Pria itu pertama kali melihatnya di sebuah pembukaan pameran fotografi yang dihadirinya. Seorang wanita yang begitu ceria dan murah senyum. Senyum yang hingga saat ini masih tak bisa ia lupakan walau tak lagi terlihat di wajahnya. Saat itu dia terlihat begitu bahagia menggandeng seorang lelaki, mungkin kekasihnya. Harapan bahwa hubungan mereka segera berakhir memang terdengar jahat, tapi tidak dalam perkara jatuh cinta.
Mulai saat itulah ia rajin mengikuti kegiatan wanita itu lewat media sosial. Ia hanya berani menyapanya dengan menggunakan akun bayangan karena sebenarnya ia sendiri bukanlah orang kebanyakan yang tentu saja dikenal publik cukup luas. Pengecut? Terserah yang orang lain pikirkan. Yang penting ia bisa merasakan kebahagiaan luar biasa saat komentarnya mendapat balasan.
Hingga tiga tahun yang lalu, tiba-tiba tak ada lagi yang bisa dia simak di sana. Wanita itu seolah berhenti begitu saja dari setiap hal yang dia lakukan sebelumnya. Tak ada informasi apapun yang bisa dia telusuri. Sampai sekitar empat bulan yang lalu tanpa sengaja ia melihat wanita itu berjalan dengan tatapan kosong menuju sebuah toko roti. Yang pria itu lakukan hanya menatap dari jauh dan setelahnya dia mengetahui kalau kini wanita itu bekerja sebagai kasir di sana. Apa yang terjadi?
Saat ia mencoba untuk menyapanya, hanya tatapan dingin yang dia dapat. Tak ada kata sama sekali. Rasa kecewa mengilas di hatinya, berharap lebih namun sepertinya itulah bahasa yang dipakai wanita itu sekarang.
Dan kini dia kembali berhadapan dengan wanita itu, dipisah oleh meja dan mesin kasir. Tetap tak ada kata, hanya ucapan jumlah uang yang harus dia bayarkan untuk sekotak roti yang dibelinya. Dan pria itu harus puas karena memang sia-sia berharap lebih. Akhirnya ia keluar dari toko itu, dan berharap lain waktu akan mempunyai kesempatan lebih baik dari hari ini.

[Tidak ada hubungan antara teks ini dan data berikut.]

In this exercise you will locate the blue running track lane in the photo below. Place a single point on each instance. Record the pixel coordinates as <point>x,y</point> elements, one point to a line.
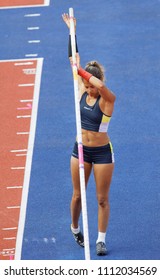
<point>124,36</point>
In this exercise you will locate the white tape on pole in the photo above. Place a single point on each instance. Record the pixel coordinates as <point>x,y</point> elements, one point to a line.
<point>79,138</point>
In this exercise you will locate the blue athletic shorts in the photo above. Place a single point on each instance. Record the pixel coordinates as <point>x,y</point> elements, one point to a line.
<point>102,154</point>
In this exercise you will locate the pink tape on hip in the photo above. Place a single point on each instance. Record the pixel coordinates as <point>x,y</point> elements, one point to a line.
<point>80,154</point>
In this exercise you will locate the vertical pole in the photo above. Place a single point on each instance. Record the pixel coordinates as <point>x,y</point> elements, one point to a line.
<point>79,138</point>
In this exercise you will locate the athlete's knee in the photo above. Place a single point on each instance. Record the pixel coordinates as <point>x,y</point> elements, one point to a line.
<point>76,197</point>
<point>103,202</point>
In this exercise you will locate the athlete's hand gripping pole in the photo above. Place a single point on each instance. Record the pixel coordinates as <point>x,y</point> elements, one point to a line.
<point>79,138</point>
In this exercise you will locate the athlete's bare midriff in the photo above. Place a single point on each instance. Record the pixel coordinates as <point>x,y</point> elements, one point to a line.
<point>94,139</point>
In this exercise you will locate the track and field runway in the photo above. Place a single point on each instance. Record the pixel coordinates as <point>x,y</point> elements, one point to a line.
<point>124,37</point>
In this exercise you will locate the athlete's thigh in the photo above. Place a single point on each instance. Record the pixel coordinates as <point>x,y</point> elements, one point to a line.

"Apa yang kau lakukan disini? Seharusnya kau jangan ke sini dulu, nanti dia bisa curiga", Rayyan menarik tangan In-ho yang baru keluar dan membawanya menjauh dari toko.
Yang ditarik kaget bukan main bahkan hampir saja dia tersandung kakinya sendiri. In-ho tak tahu saja kalau sedari tadi Rayyan sudah menunggunya di depan toko dengan gelisah.
"Aku cuma membeli roti", sahut In-ho sambil menunjukkan bungkusan berisi kotak roti pada Rayyan.
"Apa tidak ada toko roti lain yang bisa kau datangi? Dulu saat kau datang pertama kali, Eun-mi juga sudah curiga. Jadi kalau kau kembali ke sini sebelum kencan buta kalian, apa malah tidak semakin mencurigakan?", Rayyan bahkan meninggikan suaranya. Bukan bermaksud tidak sopan, tapi dia hanya panik.
"Apa salahnya? Aku menyukai roti kalian", In-ho berkilah tak mau kalah.
Rayyan hanya menampakkan tatapan gusar tanpa bicara.
"Baiklah.. Aku tak kan ke sini lagi sebelum kencan buta. Lagipula besok sudah jadwalnya, jadi setelah itu aku boleh ke sini semauku kan?", tanya In-ho tersenyum penuh harap.
Rayyan melengos.
"Ya..ya.. tentu saja. Bahkan kalau kalian jadi menikah, kau bisa makan roti dan kue di toko ini sepuasnya", Rayyan kemudian hendak meninggalkan In-ho yang hanya terkekeh.
"Sore ini jadi kan? Jadwalnya apa masih seperti kemarin?", tanya In-ho sambil melangkah mendekati mobilnya.
Rayyan berbalik sebentar lalu tersenyum mengangguk.
"Tentu saja, sampai bertemu di sana", sahutnya, kemudian mereka berpisah.